- Location in Ventura County and the state of California
- Santa Rosa Valley, California Location within the state of California
- Coordinates: 34°14′43″N 118°54′08″W﻿ / ﻿34.24528°N 118.90222°W
- Country: United States
- State: California
- County: Ventura

Area
- • Total: 7.214 sq mi (18.684 km^{2})
- • Land: 7.214 sq mi (18.684 km^{2})
- • Water: 0 sq mi (0 km^{2}) 0%
- Elevation: 433 ft (132 m)

Population (2020)
- • Total: 3,312
- • Density: 459.1/sq mi (177.3/km^{2})
- Time zone: UTC-8 (Pacific (PST))
- • Summer (DST): UTC-7 (PDT)
- GNIS feature ID: 2585444

= Santa Rosa Valley, California =

Santa Rosa Valley is a rural unincorporated community, named after the eponymous valley in which it lies, located in Ventura County, California, United States. For statistical purposes, the United States Census Bureau has defined Santa Rosa Valley as a census-designated place (CDP). The census definition of the area may not precisely correspond to local understanding of the area with the same name. The 2020 United States census reported Santa Rosa Valley's population was 3,312. Santa Rosa Valley sits at an elevation of 433 ft.

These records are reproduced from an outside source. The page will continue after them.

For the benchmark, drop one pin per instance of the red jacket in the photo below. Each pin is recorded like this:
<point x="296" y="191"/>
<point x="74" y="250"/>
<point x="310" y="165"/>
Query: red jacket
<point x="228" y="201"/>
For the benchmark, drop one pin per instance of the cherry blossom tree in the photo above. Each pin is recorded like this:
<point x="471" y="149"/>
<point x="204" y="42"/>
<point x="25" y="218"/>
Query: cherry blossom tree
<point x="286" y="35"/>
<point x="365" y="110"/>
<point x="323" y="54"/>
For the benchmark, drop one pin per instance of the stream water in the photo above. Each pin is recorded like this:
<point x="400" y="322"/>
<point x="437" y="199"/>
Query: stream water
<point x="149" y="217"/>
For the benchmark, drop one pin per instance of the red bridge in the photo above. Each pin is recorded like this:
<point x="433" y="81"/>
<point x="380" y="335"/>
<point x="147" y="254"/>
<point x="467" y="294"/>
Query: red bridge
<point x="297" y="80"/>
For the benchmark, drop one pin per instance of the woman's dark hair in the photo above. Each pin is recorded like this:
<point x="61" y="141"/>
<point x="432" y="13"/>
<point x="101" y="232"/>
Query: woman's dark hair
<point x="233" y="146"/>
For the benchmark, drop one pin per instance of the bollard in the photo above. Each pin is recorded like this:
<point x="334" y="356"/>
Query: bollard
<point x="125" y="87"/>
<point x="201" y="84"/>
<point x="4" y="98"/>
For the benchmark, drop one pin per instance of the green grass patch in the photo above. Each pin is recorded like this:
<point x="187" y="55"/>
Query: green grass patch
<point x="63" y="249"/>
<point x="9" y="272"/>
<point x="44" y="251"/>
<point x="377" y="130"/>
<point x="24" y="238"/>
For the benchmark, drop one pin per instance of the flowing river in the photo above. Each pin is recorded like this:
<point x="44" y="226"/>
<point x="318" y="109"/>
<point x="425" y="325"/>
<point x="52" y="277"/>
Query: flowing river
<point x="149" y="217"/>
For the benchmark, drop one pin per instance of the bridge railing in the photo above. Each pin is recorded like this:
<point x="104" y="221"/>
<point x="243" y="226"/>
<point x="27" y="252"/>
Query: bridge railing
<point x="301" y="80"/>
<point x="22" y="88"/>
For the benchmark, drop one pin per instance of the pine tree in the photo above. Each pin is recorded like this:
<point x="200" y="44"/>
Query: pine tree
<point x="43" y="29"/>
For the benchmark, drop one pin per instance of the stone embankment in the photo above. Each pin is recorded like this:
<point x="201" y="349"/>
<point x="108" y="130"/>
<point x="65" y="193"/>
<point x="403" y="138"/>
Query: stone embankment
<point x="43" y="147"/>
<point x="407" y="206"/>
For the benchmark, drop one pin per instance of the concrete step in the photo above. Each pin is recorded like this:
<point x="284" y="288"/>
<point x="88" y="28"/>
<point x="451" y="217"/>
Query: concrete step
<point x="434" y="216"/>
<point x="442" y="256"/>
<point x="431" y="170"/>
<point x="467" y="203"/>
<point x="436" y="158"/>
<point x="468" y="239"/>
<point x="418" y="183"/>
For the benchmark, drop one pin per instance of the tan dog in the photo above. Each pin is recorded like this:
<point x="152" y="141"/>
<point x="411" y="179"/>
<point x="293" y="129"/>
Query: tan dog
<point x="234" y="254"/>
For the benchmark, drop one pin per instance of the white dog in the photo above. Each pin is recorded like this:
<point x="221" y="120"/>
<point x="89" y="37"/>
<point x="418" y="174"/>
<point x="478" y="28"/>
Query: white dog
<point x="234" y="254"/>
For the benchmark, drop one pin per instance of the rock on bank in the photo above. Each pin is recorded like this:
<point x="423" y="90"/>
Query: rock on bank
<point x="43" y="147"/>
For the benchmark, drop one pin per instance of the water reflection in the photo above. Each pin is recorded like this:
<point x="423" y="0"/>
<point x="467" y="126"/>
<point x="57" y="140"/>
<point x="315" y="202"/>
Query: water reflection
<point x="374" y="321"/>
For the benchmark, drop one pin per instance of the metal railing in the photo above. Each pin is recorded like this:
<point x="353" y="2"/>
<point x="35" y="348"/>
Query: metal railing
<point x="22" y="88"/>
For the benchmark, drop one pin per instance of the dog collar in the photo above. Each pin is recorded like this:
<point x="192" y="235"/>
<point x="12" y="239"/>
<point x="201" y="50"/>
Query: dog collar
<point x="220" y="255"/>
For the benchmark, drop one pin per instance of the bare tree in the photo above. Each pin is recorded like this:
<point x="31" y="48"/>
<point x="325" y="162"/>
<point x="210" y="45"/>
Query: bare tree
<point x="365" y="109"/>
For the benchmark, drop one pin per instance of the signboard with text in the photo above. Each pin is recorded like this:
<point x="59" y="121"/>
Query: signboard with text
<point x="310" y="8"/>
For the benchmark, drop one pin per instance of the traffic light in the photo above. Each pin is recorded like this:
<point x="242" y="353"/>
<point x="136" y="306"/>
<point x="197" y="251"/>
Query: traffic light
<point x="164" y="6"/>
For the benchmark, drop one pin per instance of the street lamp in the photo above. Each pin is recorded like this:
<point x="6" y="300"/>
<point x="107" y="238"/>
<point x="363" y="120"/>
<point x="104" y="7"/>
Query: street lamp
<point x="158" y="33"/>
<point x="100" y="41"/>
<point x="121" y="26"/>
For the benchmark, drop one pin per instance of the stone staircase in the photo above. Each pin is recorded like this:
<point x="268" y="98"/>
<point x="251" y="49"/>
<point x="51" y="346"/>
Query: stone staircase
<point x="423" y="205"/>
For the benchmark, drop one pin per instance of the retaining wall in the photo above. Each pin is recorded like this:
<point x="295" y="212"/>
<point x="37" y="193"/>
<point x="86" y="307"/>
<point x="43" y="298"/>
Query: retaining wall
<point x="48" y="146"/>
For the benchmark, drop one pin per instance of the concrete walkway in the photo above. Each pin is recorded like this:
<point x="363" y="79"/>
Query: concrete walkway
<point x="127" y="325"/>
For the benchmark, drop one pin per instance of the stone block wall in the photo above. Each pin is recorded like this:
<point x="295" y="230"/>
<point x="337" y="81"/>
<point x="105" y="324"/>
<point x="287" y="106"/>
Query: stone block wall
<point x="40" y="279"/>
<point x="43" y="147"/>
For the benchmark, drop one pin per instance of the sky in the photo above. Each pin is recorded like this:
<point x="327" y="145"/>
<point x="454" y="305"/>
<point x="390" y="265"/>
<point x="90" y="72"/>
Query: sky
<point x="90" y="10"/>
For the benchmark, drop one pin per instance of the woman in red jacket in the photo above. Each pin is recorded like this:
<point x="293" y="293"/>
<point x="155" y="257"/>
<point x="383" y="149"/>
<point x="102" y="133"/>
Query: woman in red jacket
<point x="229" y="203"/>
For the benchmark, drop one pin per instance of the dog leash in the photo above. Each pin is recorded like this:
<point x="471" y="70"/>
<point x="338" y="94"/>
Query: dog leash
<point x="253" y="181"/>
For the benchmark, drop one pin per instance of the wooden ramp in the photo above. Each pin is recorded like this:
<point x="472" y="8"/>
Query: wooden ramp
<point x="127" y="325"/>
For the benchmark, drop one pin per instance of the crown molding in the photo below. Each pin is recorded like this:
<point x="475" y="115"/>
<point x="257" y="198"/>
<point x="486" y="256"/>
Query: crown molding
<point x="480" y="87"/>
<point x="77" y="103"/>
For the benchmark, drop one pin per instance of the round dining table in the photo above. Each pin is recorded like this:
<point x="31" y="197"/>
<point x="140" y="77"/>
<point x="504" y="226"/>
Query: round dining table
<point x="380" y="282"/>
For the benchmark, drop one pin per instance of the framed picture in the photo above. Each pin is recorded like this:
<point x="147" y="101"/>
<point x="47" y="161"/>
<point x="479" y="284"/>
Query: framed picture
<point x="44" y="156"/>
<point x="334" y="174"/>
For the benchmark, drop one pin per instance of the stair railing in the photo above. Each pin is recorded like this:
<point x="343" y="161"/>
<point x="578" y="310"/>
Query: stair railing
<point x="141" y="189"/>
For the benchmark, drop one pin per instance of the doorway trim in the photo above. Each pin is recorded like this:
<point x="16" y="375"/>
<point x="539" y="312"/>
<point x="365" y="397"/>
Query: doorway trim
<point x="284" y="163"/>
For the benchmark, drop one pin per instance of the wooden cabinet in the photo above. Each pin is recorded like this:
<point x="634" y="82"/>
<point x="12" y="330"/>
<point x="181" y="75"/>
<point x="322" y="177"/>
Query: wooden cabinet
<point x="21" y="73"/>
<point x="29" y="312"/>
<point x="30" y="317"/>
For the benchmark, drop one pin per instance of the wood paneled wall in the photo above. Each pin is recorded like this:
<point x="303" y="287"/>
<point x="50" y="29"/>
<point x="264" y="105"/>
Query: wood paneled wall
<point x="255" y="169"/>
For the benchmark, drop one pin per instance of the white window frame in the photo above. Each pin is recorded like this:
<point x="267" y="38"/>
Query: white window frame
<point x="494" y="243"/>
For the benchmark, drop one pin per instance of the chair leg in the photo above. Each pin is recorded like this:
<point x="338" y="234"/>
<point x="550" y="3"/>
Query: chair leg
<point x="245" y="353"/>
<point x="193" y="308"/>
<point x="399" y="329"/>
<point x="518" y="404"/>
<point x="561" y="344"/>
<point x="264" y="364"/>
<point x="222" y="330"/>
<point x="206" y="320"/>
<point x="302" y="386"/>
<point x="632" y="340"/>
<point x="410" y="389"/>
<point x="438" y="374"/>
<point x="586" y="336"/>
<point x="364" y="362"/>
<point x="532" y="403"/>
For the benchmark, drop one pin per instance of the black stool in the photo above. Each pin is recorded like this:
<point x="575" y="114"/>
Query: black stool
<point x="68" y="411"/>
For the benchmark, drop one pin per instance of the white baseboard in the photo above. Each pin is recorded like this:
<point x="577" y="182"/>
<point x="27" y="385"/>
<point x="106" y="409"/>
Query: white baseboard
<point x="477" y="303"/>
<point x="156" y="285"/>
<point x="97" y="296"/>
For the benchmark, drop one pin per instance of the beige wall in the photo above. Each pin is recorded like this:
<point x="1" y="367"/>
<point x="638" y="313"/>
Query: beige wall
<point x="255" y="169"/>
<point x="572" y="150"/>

It lies within Ventura County north of Newbury Park, between Thousand Oaks and Camarillo. Norwegian Grade, which was constructed by the Norwegian Colony, connects Santa Rosa Valley to Thousand Oaks, while it may be reached from Santa Rosa Road in Camarillo.

The Santa Rosa Valley lies right north of the Conejo Valley and along the Arroyo Santa Rosa and Arroyo Conejo. While there has been significant suburban development, much of the area consists of agricultural lands and is home to a variety of wildlife such as bobcats, gray foxes, mule deer, coyotes, and more. The valley is likely the habitat for more than one mountain lion, and lions are relatively frequently observed here. Immediately to the south is the Conejo Canyons Open Space, with trails leading to the Arroyo Conejo Nature Preserve (La Branca) and Hill Canyon, and the community also borders Mount Clef Ridge and Wildwood Regional Park to the south.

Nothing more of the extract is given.